2. What are the important variables in your project?

The most important variables in my project would be the percent of return on investment, if the film is a low budget or large budget out of pocket expense and if the film could create more income revenue from it’s creation, i.e. a television show and other marketable products like stuffed animals, tee shirts, action figures, dolls, ect that would increase the amount of money made off the film.

3. What are the potential options (either in time or money) of each variable? 

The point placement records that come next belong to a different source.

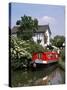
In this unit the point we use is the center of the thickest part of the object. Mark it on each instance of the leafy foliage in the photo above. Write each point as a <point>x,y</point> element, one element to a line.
<point>21,52</point>
<point>58,41</point>
<point>26,27</point>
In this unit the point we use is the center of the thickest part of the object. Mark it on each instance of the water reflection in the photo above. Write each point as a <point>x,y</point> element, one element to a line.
<point>50,75</point>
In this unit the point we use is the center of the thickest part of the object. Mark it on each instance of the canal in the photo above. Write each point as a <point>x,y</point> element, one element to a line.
<point>48,75</point>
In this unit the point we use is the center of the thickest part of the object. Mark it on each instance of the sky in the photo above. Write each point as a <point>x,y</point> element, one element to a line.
<point>53,15</point>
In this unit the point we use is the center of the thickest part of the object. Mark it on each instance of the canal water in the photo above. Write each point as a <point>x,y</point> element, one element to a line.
<point>47,75</point>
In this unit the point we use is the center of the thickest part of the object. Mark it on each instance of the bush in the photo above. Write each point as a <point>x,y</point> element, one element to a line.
<point>21,52</point>
<point>62,54</point>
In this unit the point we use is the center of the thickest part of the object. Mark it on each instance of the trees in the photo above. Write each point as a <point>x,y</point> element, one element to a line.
<point>58,41</point>
<point>21,52</point>
<point>26,27</point>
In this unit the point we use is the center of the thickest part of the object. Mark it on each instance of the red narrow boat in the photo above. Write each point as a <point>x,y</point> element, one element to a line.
<point>45,57</point>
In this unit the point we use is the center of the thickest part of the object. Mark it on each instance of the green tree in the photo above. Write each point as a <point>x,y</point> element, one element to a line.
<point>58,41</point>
<point>26,27</point>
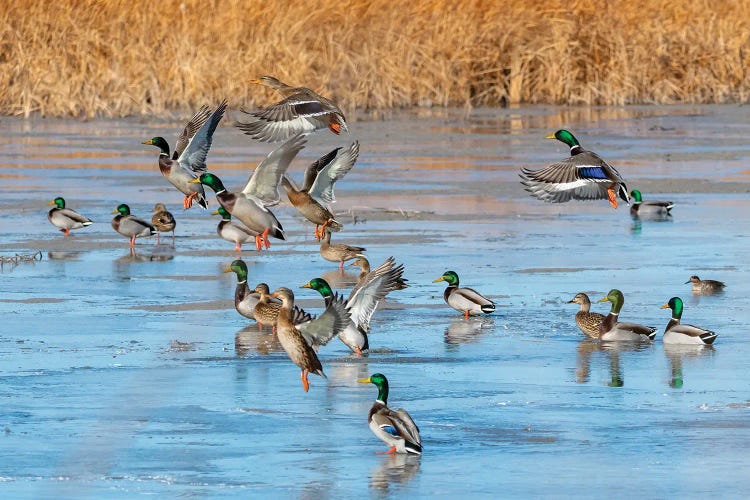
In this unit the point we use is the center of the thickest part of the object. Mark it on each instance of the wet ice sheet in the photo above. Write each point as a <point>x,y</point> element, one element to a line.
<point>128,374</point>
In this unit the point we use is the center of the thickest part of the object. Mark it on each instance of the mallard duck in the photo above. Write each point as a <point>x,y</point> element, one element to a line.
<point>301,111</point>
<point>649,208</point>
<point>583,176</point>
<point>464,300</point>
<point>339,252</point>
<point>261,191</point>
<point>587,321</point>
<point>613,330</point>
<point>705,287</point>
<point>163,221</point>
<point>313,199</point>
<point>248,211</point>
<point>232,232</point>
<point>679,333</point>
<point>364,266</point>
<point>66,218</point>
<point>299,340</point>
<point>189,157</point>
<point>394,428</point>
<point>129,225</point>
<point>363,301</point>
<point>244,299</point>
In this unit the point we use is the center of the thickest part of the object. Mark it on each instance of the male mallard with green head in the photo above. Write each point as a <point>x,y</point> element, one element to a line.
<point>163,221</point>
<point>583,176</point>
<point>66,218</point>
<point>251,213</point>
<point>649,208</point>
<point>129,225</point>
<point>680,333</point>
<point>613,330</point>
<point>301,111</point>
<point>464,300</point>
<point>300,341</point>
<point>394,427</point>
<point>189,157</point>
<point>338,252</point>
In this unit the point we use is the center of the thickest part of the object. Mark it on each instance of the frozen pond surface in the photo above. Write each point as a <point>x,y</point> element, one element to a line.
<point>124,375</point>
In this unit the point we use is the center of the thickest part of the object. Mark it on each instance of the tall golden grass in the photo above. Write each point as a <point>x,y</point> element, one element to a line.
<point>125,57</point>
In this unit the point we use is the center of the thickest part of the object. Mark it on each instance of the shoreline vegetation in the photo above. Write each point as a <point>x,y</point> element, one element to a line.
<point>116,58</point>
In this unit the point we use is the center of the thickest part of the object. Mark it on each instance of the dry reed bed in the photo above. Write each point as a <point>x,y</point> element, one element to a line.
<point>116,57</point>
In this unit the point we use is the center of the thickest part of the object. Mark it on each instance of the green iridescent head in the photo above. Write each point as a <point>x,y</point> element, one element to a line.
<point>160,143</point>
<point>211,181</point>
<point>240,268</point>
<point>565,136</point>
<point>380,382</point>
<point>616,298</point>
<point>58,202</point>
<point>122,209</point>
<point>224,214</point>
<point>675,304</point>
<point>449,277</point>
<point>320,285</point>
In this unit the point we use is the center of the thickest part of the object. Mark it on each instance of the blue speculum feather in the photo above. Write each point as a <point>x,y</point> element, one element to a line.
<point>592,173</point>
<point>390,430</point>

Both time and money are huge issues in this project. In the film industry time equals money, and lots of it. One set back can cost the company millions of dollars.

4. How sensitive are minor changes in the variables to the total revenue (or time) of the project?

Minor changes in the variables in this project could prove to be devastating. If filming is behind schedule or key personal needed for creation of the film are not available or too expensive. Some of the film could even depend on the weather for shooting and remaining on time in the schedule for the entire project.

5. How can you as a manager use this information to more effectively guide your project?

Many Monte Carlo simulations could be done for all different aspects of this project as previously discussed. All this information could be extremely helpful in deciding which proposed films should be released and in what order they should be released within a year’s time.